I have a such example in my text book
Let Y and Z be two IID random variables each with CDF, $F(\cdot)$. Let $X_1:=min(Y,Z)$ and $X_2:=max(Y,Z)$ with marginals $F_1(\cdot)$ and $F_2(\cdot)$, respectively.
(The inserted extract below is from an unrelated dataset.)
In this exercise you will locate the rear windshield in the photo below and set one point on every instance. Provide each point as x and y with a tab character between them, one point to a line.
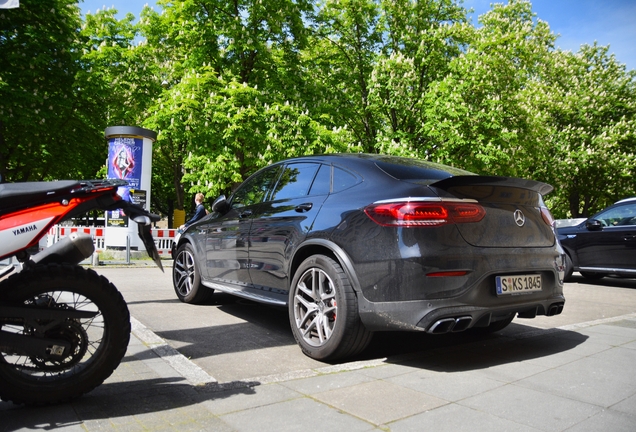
418	171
We then have \begin{align} P\left(X_{1} \leq x_{1}, X_{2} \leq x_{2}\right)=2 F\left(\min \left\{x_{1}, x_{2}\right\}\right) F\left(x_{2}\right)-F\left(\min \left\{x_{1}, x_{2}\right\}\right)^{2}. \end{align} We can derive this by considering separately the two cases $\text { (i) } x_{2} \leq x_{1} \text { and (ii) } x_{2}>x_{1}$
We would like to compute the copula, $C\left(u_{1}, u_{2}\right) \text {, of }\left(X_{1}, X_{2}\right)$. Towards this end we rst note the two marginals satisfy
\begin{align} \begin{aligned} F_{1}(x) &=2 F(x)-F(x)^{2} \\ F_{2}(x) &=F(x)^{2} \end{aligned} \end{align} But Sklar's Theorem states that$C(\cdot,\cdot)$ satisfies $C\left(F_{1}\left(x_{1}\right), F_{2}\left(x_{2}\right)\right)=F\left(x_{1}, x_{2}\right)$ so if we connect the pieces we will obtain $C\left(u_{1}, u_{2}\right)=2 \min \left\{1-\sqrt{1-u_{1}}, \sqrt{u_{2}}\right\} \sqrt{u_{2}}-\min \left\{1-\sqrt{1-u_{1}}, \sqrt{u_{2}}\right\}^{2}$
My question is how does the Joint CDF $P\left(X_{1} \leq x_{1}, X_{2} \leq x_{2}\right)$ is equal to $2 F\left(\min \left\{x_{1}, x_{2}\right\}\right) F\left(x_{2}\right)-F\left(\min \left\{x_{1}, x_{2}\right\}\right)^{2}$ by using $\text { (i) } x_{2} \leq x_{1} \text { and (ii) } x_{2}>x_{1}$
When $x_2 \leq x_1$ we have $X_1 \leq x_1$ and $X_2 \leq x_2$ if and only if $Y \leq x_2$ and $Z \leq x_2$. [Note that $Y \leq x_2$ implies $Y \leq x_1$ and so $X_1 \leq x_1$ also]. Hence, $P(X_1 \leq x_1$ and $X_2 \leq x_2)=P(Y \leq x_2,Z \leq x_2)=F(x_2)^{2}$. Also, $2 F\left(\min \left\{x_{1}, x_{2}\right\}\right) F\left(x_{2}\right)-F\left(\min \left\{x_{1}, x_{2}\right\}\right)^{2}=2F(x_2)F(x_2)-(F(x_2))^{2}=(F(x_2))^{2}$.
Now let $x_1 <x_2$. Then $P(X_1 \leq x_1, X_2\leq x_2)$ can be split as $P(Y\leq x_1,Z \leq x_2)+P(Y>x_1, Z\leq x_1, Y\leq x_2)$. So we get $F(x_1)F(x_2)+(F(x_2)-F(x_1)) (F(x_1))=2F(x_1)F(x_2)-(F(x_1))^{2}$.